ところで、工程管理はどうして重要なのでしょう?他にも方法はあると思うのですが。
なぜ工程管理が重要なのか?必要な現場はどこ?
製造業において工場全体がスムーズに稼働しているのは、工程管理のおかげと言っても過言ではありません。
逆に、工程管理を行わなかった場合について考えてみましょう。工程管理を行わずに生産活動を進めればどうなるでしょうか。答えは簡単。工場全体の統制が取れなくなります。具体的には、以下のような不具合が生じるでしょう。
- 各工程の進捗状況を容易に確認できない
- 作業者間での認識に食い違いが生じる
- 負荷の多い現場を認識できない
- 適切な人員配置ができない
- 納期の遅れが生じる
しかも、従業員の数が増えたり工程が増えたりすることで、より多くの不具合が生じることになります。しかし、工程管理を行うことで、上記の不具合は全て解決可能です。

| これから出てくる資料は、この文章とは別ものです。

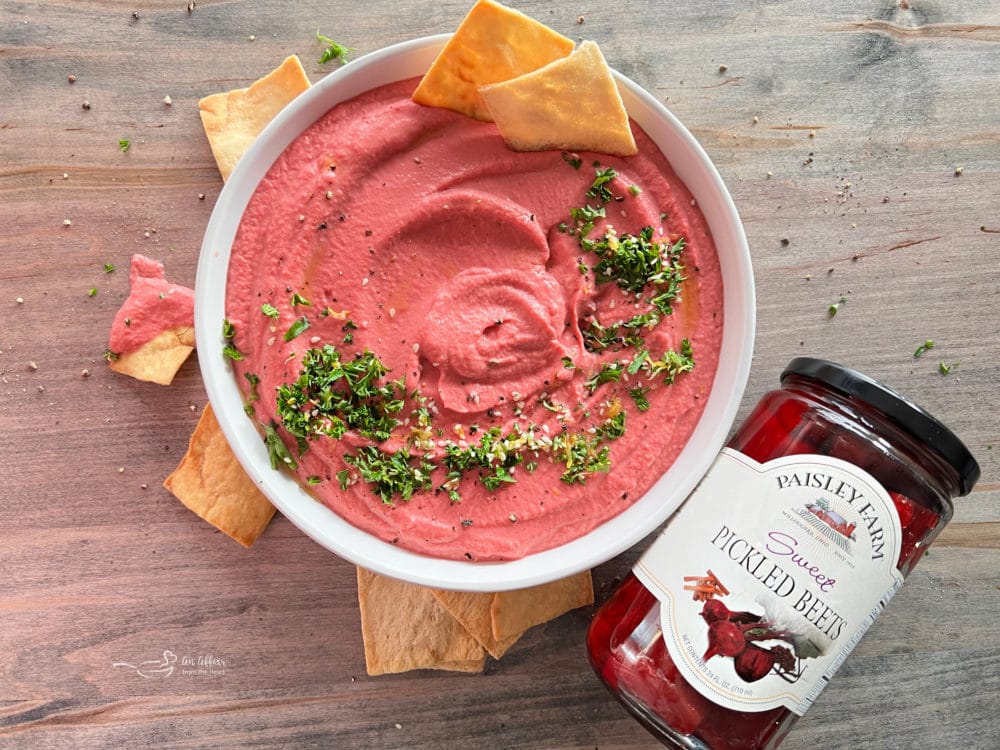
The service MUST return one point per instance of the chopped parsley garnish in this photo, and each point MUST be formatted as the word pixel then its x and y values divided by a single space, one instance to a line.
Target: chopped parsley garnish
pixel 584 218
pixel 634 260
pixel 332 396
pixel 254 382
pixel 296 328
pixel 391 475
pixel 229 333
pixel 333 51
pixel 600 189
pixel 344 478
pixel 276 449
pixel 574 161
pixel 638 395
pixel 610 372
pixel 672 363
pixel 638 361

実は、上記のような不具合が生じる製造現場には条件がありました。
工程管理が必要になるのは3パターンの製造現場
製造業において工程管理が必要とされるのは、次のような現場です。
- 生産工程が複数に分かれている
- 製品毎に生産工程が異なる
- 属人性が高い工程
生産工程が複数に分かれている現場では、各工程の進捗状況が解り辛いという問題があります。しかし、工程管理を行なうことで、各工程の進捗をリアルタイムで確認可能です。何らかのトラブルが発生した時にも迅速な対応につながるでしょう。

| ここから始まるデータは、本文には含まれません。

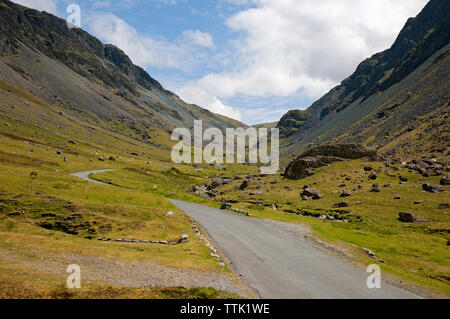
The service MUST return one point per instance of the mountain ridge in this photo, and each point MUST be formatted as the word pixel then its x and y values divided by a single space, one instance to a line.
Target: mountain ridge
pixel 71 68
pixel 383 82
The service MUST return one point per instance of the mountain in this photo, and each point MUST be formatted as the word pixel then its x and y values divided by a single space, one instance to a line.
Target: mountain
pixel 396 101
pixel 73 70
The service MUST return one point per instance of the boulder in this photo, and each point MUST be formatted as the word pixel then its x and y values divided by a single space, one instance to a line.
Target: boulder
pixel 304 167
pixel 407 217
pixel 341 205
pixel 245 184
pixel 345 194
pixel 310 192
pixel 344 151
pixel 432 188
pixel 445 180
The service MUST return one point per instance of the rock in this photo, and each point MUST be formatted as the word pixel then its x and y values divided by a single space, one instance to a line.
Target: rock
pixel 245 184
pixel 445 180
pixel 317 197
pixel 432 188
pixel 369 252
pixel 225 206
pixel 410 218
pixel 343 151
pixel 375 190
pixel 345 194
pixel 341 205
pixel 304 166
pixel 310 192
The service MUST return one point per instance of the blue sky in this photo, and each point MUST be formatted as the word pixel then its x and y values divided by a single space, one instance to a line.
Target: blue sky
pixel 252 60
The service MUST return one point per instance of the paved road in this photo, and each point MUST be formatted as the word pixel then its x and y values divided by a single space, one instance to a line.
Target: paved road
pixel 85 175
pixel 280 265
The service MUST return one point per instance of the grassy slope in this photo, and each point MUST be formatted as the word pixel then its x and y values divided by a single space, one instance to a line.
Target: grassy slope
pixel 42 207
pixel 415 252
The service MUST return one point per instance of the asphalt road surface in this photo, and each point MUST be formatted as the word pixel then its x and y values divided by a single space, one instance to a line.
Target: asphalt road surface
pixel 279 263
pixel 85 175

製品ごとに生産工程が異なる現場では、工程の状況確認が複雑になります。また、図面や工程表などが分散したり、混乱を招いたりすることもあります。データ集計にも手間がかかるでしょう。
したがって、生産管理によってリアルタイムで状況を把握することは必須です。
また、属人性が高い工程の場合は進捗状況の確認が困難。担当者しか進捗状況を把握できていない状況が発生するのは問題です。もし、担当者が不在となれば、進捗状況が不明となる可能性もあります。

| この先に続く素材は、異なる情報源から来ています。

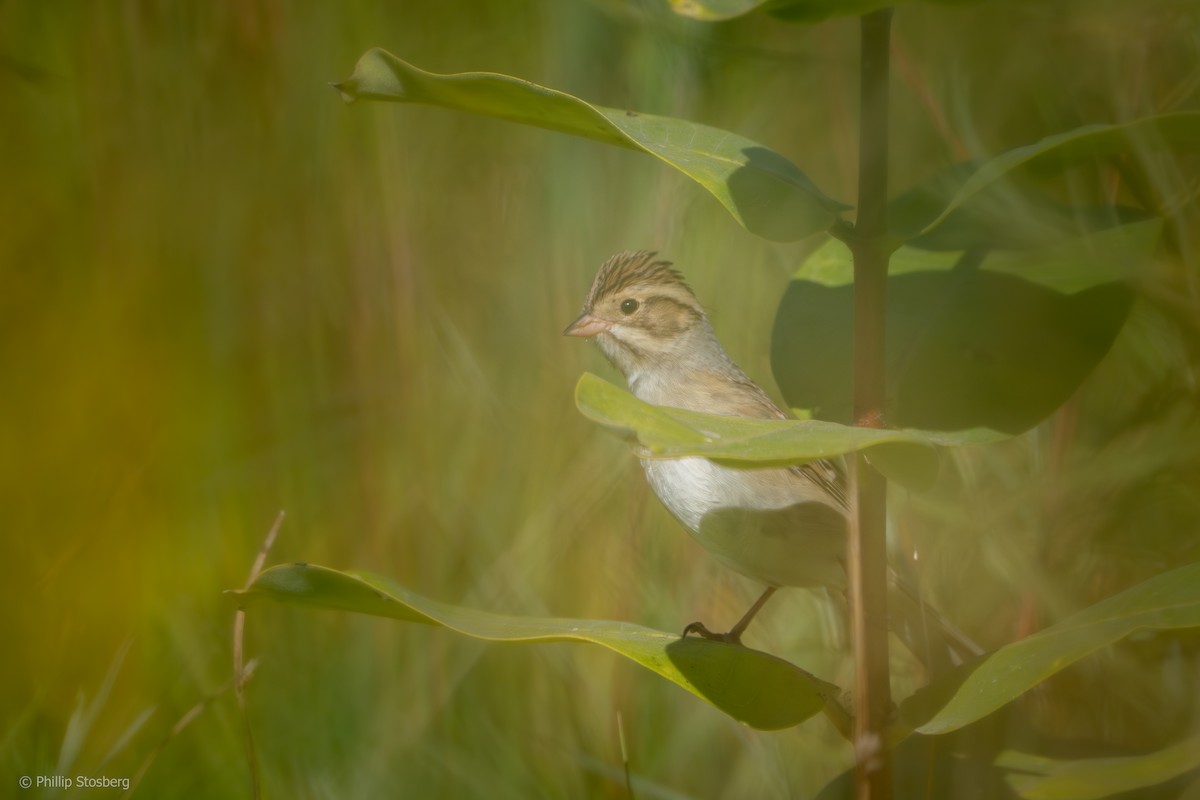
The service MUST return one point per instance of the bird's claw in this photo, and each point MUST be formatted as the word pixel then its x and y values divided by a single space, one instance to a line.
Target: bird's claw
pixel 702 631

したがって、属人性の高い工程では工程管理が重要です。
続いて工程管理の具体的な方法について解説しましょう。
製造業における工程管理の手法
ここでは、製造業における工程管理の基本的な手法などについて解説します。解説するのは、次の3点。
- 基本的な手法:PDCAサイクル
- 様々な種類の工程表
- 工程管理に利用できるツール
それでは、それぞれについてもう少し具体的に見ていきましょう。
工程管理の基本的な手法「PDCAサイクル」
工程管理の実施手順として多く利用されているのが「PDCAサイクル」です。PDCAサイクルは下記の4つの頭文字を取ったもの。
- Plan(計画): 生産計画を立てる
- Do(行動):生産計画を実施
- Check(確認):進捗を管理・評価
- Action(実施):問題に対する対策の実施
工程管理の手順としてPDCAを取り入れることで、スケジュールや活動が明確になります。また、現在各工程で起こっている課題や問題点を把握しやすくなるでしょう。PDCAは単なる工程管理の実施手順ではなく、トラブル防止や業務改善にもつながります。
工程管理で利用できる3種類の工程表
工程管理には工程表が必要ですが、目的によって使用する工程表も異なります。主な工程表は下記の3種類です。
- バーチャート工程表
- ガントチャート工程表
- グラフ式工程表
上記以外の工程表としては、「ネットワーク方式工程表」や「出来高累計曲線」などもありますが、工程管理でポピュラーなものは上記の3点となります。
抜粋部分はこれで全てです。